There is no sloppy watchdog ticking away in the background waiting to clean up after my lazy code over runs the stack.

A random reset in the middle of a measurement or a mars-rover sample collection, a random reset while controlling the flaps of an aircraft wing. etc.
Do not use watchdogs.

Watchdogs are a false sense of security.
A random reset is unacceptable.
Don't allow it into your design.

Yes, I'm aware of the limitations of a softwar...

2014-10-12T12:32:16.186-04:00

Yes, I'm aware of the limitations of a software only approach, however there are no safety requirements.
Anyway it is an improvement compared to the no watchdog situation since it can catch faults previously undetected, like a single thread like a single thread dead, or "hung".
Thanks again for your blog.

A software-only watchdog is likely to be better th...

2014-09-01T12:28:59.604-04:00

A software-only watchdog is likely to be better than no watchdog. But, keep in mind that this won't protect you against faults inside the operating system that cause the watchdog task to die or other common-mode problems caused by running the watchdog and the application on the same platform.

Very interesting article, especially on the topic ...

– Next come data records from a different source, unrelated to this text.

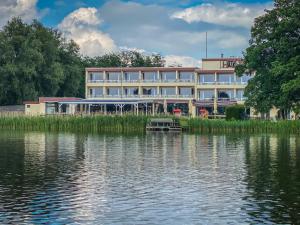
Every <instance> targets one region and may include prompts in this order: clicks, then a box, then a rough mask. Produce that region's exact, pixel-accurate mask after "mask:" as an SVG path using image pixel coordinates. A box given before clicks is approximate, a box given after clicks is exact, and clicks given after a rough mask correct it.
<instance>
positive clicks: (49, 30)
mask: <svg viewBox="0 0 300 225" xmlns="http://www.w3.org/2000/svg"><path fill="white" fill-rule="evenodd" d="M83 74H84V66H83V64H82V62H81V58H80V54H79V48H78V46H77V45H76V44H75V43H74V42H73V41H67V40H65V39H64V38H63V37H62V35H61V34H60V32H59V31H57V30H53V29H50V28H46V27H44V26H43V25H42V24H41V23H39V22H38V21H36V20H35V21H33V22H32V23H31V24H25V23H23V21H22V20H21V19H20V18H13V19H12V20H11V21H9V22H8V23H7V25H6V26H4V28H3V30H1V31H0V104H1V105H8V104H22V102H23V101H24V100H35V99H37V98H38V97H39V96H80V95H81V96H82V94H83V93H84V91H83V88H81V86H84V84H83V83H82V80H83V78H82V77H83Z"/></svg>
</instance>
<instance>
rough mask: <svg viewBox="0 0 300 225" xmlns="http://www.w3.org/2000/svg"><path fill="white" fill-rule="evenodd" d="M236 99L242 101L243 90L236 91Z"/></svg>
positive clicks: (243, 90) (243, 92)
mask: <svg viewBox="0 0 300 225" xmlns="http://www.w3.org/2000/svg"><path fill="white" fill-rule="evenodd" d="M236 98H237V99H239V100H243V99H244V90H243V89H238V90H236Z"/></svg>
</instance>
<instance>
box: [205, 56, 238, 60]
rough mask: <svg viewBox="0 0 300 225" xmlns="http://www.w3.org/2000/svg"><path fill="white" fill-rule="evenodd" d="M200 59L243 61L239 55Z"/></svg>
mask: <svg viewBox="0 0 300 225" xmlns="http://www.w3.org/2000/svg"><path fill="white" fill-rule="evenodd" d="M202 61H243V59H242V58H239V57H227V58H206V59H202Z"/></svg>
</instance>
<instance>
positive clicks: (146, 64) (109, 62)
mask: <svg viewBox="0 0 300 225" xmlns="http://www.w3.org/2000/svg"><path fill="white" fill-rule="evenodd" d="M84 63H85V66H86V67H91V66H94V67H151V66H154V67H163V66H164V65H165V61H164V59H163V57H162V56H161V55H159V54H152V55H143V54H142V53H140V52H137V51H122V52H119V53H110V54H105V55H103V56H97V57H95V58H90V57H86V58H84Z"/></svg>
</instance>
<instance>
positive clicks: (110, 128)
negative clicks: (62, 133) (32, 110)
mask: <svg viewBox="0 0 300 225" xmlns="http://www.w3.org/2000/svg"><path fill="white" fill-rule="evenodd" d="M146 123H147V117H146V116H139V117H137V116H122V117H121V116H45V117H40V116H30V117H29V116H5V117H0V129H2V130H3V129H10V130H34V131H75V132H110V133H122V132H144V129H145V126H146Z"/></svg>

2014-08-27T16:14:26.036-04:00

Very interesting article, especially on the topic of multiple threads, thank you.
I work in a similar field, i.e. pc embedded in automation machines, running windows embedded, console application, no user interface.

My plan is to implement a software only watchdog timer, using the techniques you explained, since in windows processes are isolated from each other I think it could be viable.

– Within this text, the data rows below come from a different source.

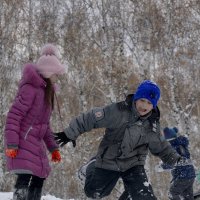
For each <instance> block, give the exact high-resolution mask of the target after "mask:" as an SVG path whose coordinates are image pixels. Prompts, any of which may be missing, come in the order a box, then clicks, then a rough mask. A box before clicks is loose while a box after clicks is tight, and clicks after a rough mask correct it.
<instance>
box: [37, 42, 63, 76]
mask: <svg viewBox="0 0 200 200" xmlns="http://www.w3.org/2000/svg"><path fill="white" fill-rule="evenodd" d="M58 57H59V52H58V49H57V48H56V46H54V45H53V44H46V45H44V46H43V47H42V50H41V57H40V58H39V59H38V62H37V65H36V69H37V71H38V72H39V73H40V74H41V75H42V76H43V77H44V78H50V77H51V76H52V75H54V74H57V75H59V74H63V73H64V72H65V67H64V66H63V65H62V64H61V63H60V61H59V59H58Z"/></svg>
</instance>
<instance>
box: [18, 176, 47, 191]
mask: <svg viewBox="0 0 200 200" xmlns="http://www.w3.org/2000/svg"><path fill="white" fill-rule="evenodd" d="M44 180H45V178H40V177H37V176H34V175H31V174H18V175H17V180H16V184H15V188H16V189H22V188H28V187H29V188H42V187H43V183H44Z"/></svg>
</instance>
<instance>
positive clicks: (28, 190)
mask: <svg viewBox="0 0 200 200" xmlns="http://www.w3.org/2000/svg"><path fill="white" fill-rule="evenodd" d="M41 197H42V188H39V187H29V189H28V193H27V197H26V200H40V199H41Z"/></svg>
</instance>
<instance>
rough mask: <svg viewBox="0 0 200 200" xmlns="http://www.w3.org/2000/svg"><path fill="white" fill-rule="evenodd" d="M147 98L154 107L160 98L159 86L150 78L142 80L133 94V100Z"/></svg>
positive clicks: (155, 106)
mask: <svg viewBox="0 0 200 200" xmlns="http://www.w3.org/2000/svg"><path fill="white" fill-rule="evenodd" d="M143 98H144V99H148V100H149V101H150V102H151V103H152V104H153V107H154V108H155V107H156V106H157V103H158V100H159V98H160V88H159V87H158V85H157V84H156V83H154V82H153V81H150V80H145V81H143V82H142V83H141V84H140V85H139V86H138V88H137V90H136V93H135V94H134V96H133V100H134V101H137V100H138V99H143Z"/></svg>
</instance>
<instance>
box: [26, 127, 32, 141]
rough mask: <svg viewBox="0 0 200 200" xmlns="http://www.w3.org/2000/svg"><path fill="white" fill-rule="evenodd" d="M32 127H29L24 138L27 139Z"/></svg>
mask: <svg viewBox="0 0 200 200" xmlns="http://www.w3.org/2000/svg"><path fill="white" fill-rule="evenodd" d="M31 129H33V127H32V126H30V127H29V129H28V130H27V132H26V134H25V136H24V139H25V140H26V138H27V136H28V133H29V132H30V131H31Z"/></svg>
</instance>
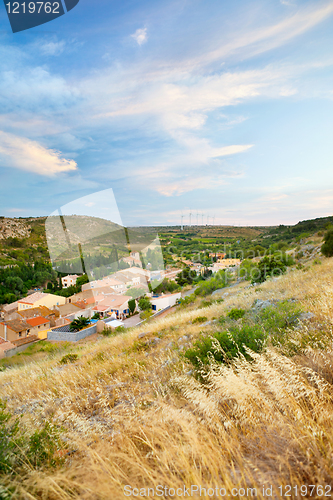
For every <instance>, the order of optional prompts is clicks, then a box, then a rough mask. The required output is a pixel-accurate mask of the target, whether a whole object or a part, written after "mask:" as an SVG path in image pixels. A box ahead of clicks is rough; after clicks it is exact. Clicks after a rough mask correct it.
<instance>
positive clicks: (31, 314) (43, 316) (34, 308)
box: [18, 306, 58, 318]
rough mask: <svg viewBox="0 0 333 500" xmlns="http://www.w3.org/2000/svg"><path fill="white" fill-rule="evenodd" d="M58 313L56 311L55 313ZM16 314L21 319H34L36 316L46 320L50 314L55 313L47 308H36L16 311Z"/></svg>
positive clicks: (38, 306)
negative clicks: (16, 313)
mask: <svg viewBox="0 0 333 500" xmlns="http://www.w3.org/2000/svg"><path fill="white" fill-rule="evenodd" d="M57 312H58V311H57ZM18 314H19V315H20V316H22V317H23V318H35V317H36V316H42V317H43V318H47V316H49V315H50V314H55V311H51V309H49V308H48V307H45V306H38V307H34V308H33V309H25V310H24V311H18Z"/></svg>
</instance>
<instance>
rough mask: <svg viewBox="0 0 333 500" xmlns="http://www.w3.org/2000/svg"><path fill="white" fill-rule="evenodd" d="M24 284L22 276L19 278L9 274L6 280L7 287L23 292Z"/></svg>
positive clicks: (14, 290)
mask: <svg viewBox="0 0 333 500" xmlns="http://www.w3.org/2000/svg"><path fill="white" fill-rule="evenodd" d="M23 286H24V283H23V280H21V278H19V277H18V276H9V277H8V278H6V280H5V287H6V288H8V289H9V290H13V291H15V290H18V291H19V292H21V291H22V290H23Z"/></svg>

The watchdog application must be of course more reliable than the controlled apps, my plan is to adopt a strict abstract data type implementation, like explained in "C interfaces and implementation", David Hanson, and use a subset of MISRA-C 2004.

Since the estimated size of the program should be relatively small I hope to achieve a good code coverage testing, and also to use it as a sort of template for explaining good programming style and techniques.

If you think it could be interesting for your blog please let me know, my interest is to grow professionally and make myself known to other professionals.